Now her business is doing even better without him, but it took a long time for her to believe that was possible.
She wouldn’t have started the business if he hadn’t pushed her and pushed her to do it, and she wouldn’t have had the confidence to keep doing it if he hadn’t managed it for her…
Which is interesting, right?
She had the ability to do it all along, but she deeply internalized what he constantly fed her: she could only succeed if she believed in him.
Then she wrote to me:
“I see women like me struggling but losing a fight to a doctor
not knowing their value
Why do we have so little faith in ourselves? Why do we quickly agree with people who don’t value us?
Why do we think we need permission to trust ourselves?
I grew up in a religious environment with a lot of sexism–overt and covert. Even after I consciously rejected the idea that all women fit best into a domestic, helper role, I still could not see women as leaders.
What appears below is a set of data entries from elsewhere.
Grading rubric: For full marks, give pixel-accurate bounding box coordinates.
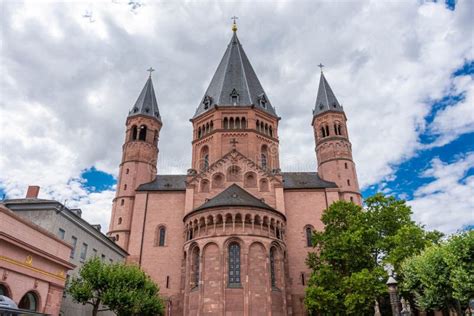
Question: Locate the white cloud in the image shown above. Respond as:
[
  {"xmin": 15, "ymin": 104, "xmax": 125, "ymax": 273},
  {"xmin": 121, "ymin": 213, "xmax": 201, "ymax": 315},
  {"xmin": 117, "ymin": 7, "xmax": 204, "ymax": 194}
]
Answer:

Just four years ago, I remember being surprised when it made me nervous to imagine a woman as president.
I still believed deep down that women didn’t make good leaders–or that it was a rare exception.
I still thought that a woman couldn’t make great decisions without someone else’s permission or management.
And oh, shit–If I believed that about other women, what did I believe about myself?!
I thought about when my son was little and someone close to me said, “You really need more of a male figure in his life because a woman raising a little boy will only give him a woman’s perspective and he needs more than that.” That made me feel insecure.
Or when I was pregnant using a female midwife and someone told me, “It’s good to have a male obstetrician because they can think more calmly than a woman in an emergency.” That made me feel unsupported.
Or when I was a little girl hearing, “Know your place,” over and over. That made me feel small.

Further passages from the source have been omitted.